Merlin menoleh dan menghentikan langkahnya.
“ Tuan Denzu? Ada apa?” Tanya merlin dengan buru-buru.
“ Nona, aku ikut denganmu..sepertinya mereka aneh..” ternyata Denzu juga menyadari keanehan penduduk benteng termasuk Jendral.
“Kau menyadarinya tuan?..” Merlin akhirnya menemukan satu orang yang merasakan hal yang sama dengan yang dirasakan dirinya.
“ Ya, aku tahu ada yang tidak beres dengan mereka “ Denzu ikut berjalan bersama Merlin dengan kaki yang masih nyeri.
Di depan Jendral dan wanita itu, Merlin langsung menegur mereka keras.
“ Tuan!!, apa kau sudah gila?! Kenapa dengan mudahnya kau mengizinkan wanita itu melihat tambang intan? lagipula kenapa dia masih disini, ini sudah melebihi batas waktu yang dimintanya“
“ Merlin! Kebetulan kau datang, kenapa ada Eldr di pintu tambang? Singkirkan dia Merlin!” perintah Jendral.
“ Tidak!!, aku tidak akan biarkan wanita ini masuk ke tambang!” jawab Merlin keras.
Elya berlindung di belakang Jendral, seolah dia adalah wanita polos yang sudah memikat hati jendral.
“ Tuan, apa kau tidak sadar dengan perbuatanmu?!, sadarlah tuan!!, apa yang terjadi padamu?!” Merlin mencoba menyadarkan Jendral.

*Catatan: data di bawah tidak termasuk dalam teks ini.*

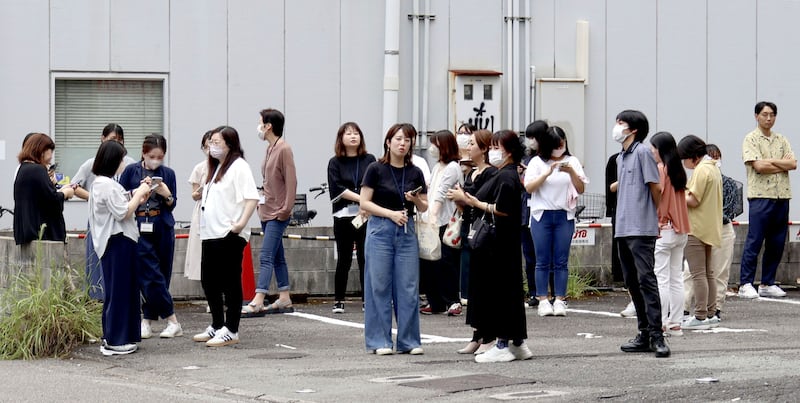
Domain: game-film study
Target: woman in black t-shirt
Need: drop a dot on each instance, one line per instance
(345, 171)
(391, 191)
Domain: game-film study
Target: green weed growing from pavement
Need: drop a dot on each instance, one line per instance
(578, 285)
(46, 320)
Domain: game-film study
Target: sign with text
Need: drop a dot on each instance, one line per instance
(583, 237)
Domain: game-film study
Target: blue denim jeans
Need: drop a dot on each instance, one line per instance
(391, 281)
(272, 257)
(768, 226)
(552, 237)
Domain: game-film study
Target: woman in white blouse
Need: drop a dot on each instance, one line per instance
(229, 199)
(440, 278)
(115, 242)
(554, 179)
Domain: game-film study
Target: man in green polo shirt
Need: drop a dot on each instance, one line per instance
(768, 158)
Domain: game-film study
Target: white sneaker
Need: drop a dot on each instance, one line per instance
(496, 355)
(545, 308)
(207, 335)
(522, 352)
(147, 331)
(107, 350)
(485, 347)
(629, 311)
(695, 324)
(223, 337)
(747, 291)
(559, 308)
(173, 329)
(771, 291)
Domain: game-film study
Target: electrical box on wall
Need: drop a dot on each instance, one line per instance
(475, 97)
(561, 102)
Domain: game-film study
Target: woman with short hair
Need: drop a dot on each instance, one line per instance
(37, 202)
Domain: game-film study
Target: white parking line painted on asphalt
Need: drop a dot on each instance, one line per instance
(781, 300)
(426, 338)
(728, 330)
(601, 313)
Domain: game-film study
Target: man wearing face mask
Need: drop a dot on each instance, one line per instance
(638, 194)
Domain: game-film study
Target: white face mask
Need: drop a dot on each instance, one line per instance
(462, 140)
(216, 152)
(433, 151)
(617, 133)
(152, 164)
(496, 157)
(262, 135)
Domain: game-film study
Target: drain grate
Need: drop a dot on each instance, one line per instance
(467, 382)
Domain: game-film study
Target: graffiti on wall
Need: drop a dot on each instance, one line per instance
(480, 121)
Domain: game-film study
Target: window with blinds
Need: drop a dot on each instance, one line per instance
(84, 107)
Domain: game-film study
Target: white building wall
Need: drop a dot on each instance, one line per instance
(691, 66)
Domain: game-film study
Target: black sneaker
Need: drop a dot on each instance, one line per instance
(640, 344)
(659, 346)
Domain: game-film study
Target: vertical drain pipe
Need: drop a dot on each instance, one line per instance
(391, 63)
(528, 76)
(509, 65)
(415, 65)
(426, 67)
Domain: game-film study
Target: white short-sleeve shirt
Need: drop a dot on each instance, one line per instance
(108, 206)
(554, 194)
(224, 201)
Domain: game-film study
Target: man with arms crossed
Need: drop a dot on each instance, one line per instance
(768, 158)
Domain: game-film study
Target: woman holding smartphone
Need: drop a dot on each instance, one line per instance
(391, 282)
(554, 179)
(345, 172)
(156, 245)
(111, 211)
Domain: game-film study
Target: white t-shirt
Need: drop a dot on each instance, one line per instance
(555, 192)
(223, 201)
(108, 205)
(446, 177)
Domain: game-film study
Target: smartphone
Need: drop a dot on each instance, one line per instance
(155, 181)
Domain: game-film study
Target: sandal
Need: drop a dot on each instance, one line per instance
(252, 309)
(279, 307)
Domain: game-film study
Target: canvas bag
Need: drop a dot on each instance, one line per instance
(452, 233)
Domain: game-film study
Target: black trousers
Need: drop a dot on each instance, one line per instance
(637, 258)
(347, 235)
(221, 278)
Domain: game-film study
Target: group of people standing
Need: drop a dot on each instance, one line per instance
(524, 190)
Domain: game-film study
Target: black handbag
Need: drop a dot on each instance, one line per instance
(481, 232)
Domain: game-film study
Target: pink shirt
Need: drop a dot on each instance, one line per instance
(672, 209)
(280, 182)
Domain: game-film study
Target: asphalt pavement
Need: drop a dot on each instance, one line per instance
(313, 355)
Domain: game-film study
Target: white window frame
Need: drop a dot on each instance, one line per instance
(69, 75)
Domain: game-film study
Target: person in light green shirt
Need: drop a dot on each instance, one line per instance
(768, 158)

“ Diamlah Merlin! Cepat perintahkan Eldr itu menyingkir dari sana!” Jendral kembali memerintah Merlin,
“ Tidak akan!!, bukankah kau yang bilang kita harus hati-hati dengan wanita ini, tapi kenapa justru kau malah terpikat olehnya…sadarlah tuan, dia bukan wanita baik”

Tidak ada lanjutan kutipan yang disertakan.